Renewable energy is becoming more and more competitive, to the point now that new generation from wind costs less than conventional coal-fired generation – and can even give natural gas a run for its money. Solar PV, too, is emerging as a more economically viable energy source.
So say researchers writing in the Journal of Environmental Studies and Scienceswho folded the U.S. government’s fairly modest estimates for the environmental and health damage caused by burning fossil fuels into their estimates of the cost of the various types of generation.
It’s an analysis that makes perfect sense: Even conservative economists like Greg Mankiw acknowledge there are “externalities” that come with burning fossil fuels, and that they ought to be accounted for. Mankiw, a Harvard professor and former adviser to President George W. Bush, endorses a carbon tax as a means to price these costs into the market.

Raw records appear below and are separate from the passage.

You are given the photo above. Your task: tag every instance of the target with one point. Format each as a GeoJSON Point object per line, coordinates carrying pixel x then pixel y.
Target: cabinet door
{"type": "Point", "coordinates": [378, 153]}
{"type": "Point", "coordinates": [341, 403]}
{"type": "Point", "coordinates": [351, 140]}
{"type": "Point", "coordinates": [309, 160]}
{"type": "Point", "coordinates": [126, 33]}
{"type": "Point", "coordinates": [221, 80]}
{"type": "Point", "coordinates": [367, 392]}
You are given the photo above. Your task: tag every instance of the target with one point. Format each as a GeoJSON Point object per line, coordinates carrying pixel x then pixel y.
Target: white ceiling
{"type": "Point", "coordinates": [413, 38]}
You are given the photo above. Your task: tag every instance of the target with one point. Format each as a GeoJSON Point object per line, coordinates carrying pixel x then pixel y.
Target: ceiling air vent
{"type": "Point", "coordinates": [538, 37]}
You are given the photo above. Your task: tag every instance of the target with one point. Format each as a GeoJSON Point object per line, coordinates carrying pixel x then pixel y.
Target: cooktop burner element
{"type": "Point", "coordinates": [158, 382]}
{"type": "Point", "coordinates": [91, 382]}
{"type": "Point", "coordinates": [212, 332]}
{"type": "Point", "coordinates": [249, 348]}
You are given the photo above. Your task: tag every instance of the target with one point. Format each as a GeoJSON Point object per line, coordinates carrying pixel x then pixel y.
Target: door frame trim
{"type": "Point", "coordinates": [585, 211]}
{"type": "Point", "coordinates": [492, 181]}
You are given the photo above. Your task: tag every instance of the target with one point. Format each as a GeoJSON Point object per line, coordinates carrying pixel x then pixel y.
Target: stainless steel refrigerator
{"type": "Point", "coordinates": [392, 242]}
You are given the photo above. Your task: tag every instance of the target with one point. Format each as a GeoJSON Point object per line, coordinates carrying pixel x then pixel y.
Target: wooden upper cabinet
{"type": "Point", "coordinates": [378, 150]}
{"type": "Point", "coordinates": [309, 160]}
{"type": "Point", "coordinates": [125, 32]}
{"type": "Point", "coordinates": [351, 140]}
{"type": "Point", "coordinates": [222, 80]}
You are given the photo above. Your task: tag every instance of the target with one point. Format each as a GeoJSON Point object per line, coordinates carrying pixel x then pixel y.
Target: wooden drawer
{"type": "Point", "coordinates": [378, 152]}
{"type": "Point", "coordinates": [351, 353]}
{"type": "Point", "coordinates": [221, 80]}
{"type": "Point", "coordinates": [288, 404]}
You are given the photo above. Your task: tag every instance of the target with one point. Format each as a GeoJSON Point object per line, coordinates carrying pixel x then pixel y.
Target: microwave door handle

Absent that, when assessing the benefits of carbon emissions reductions that might come from proposed environmental standards, the government uses a tool called the “social cost of carbon.” The determination of this value is pretty wonky stuff, hinging greatly on the “discount rate” incorporated. With a higher discount rate, future damages are given a lower present-day value, lowering the total cost of generation. Alternatively, lower discount rates suggest that the harm from today’s emissions would be passed on to new generations, and thus price those emissions higher now.
Last year, the same authors of this new study had presented an analysis that used very low discount rates and estimated the social cost of carbon at between $55 and $266 per ton, figures that when added to the cost of production of fossil fuel-generated energy tended to make renewables the far better choice.
A year later, the researchers have plugged in the government’s estimates [PDF] – between $11 and $52 per ton, with a central value of $33 – and found that renewable energy still often wins out. The reason? Plunging renewable energy costs. Using the government’s central value of $33/ton of CO2, new coal generation costs 13.2 cents per kilowatt-hour, more expensive than new wind, at 8 cents/kWh. At the $52/ton pricing for CO2, coal jumps to 14.7 cents/kWh, and that makes even solar PV, at 13.3 cents/kWh, a better bargain.
These findings, the authors write, suggest stronger emissions standards from the Environmental Protection Agency are in order – and “justify replacing a significant portion of the current coal fleet with new cleaner generation.”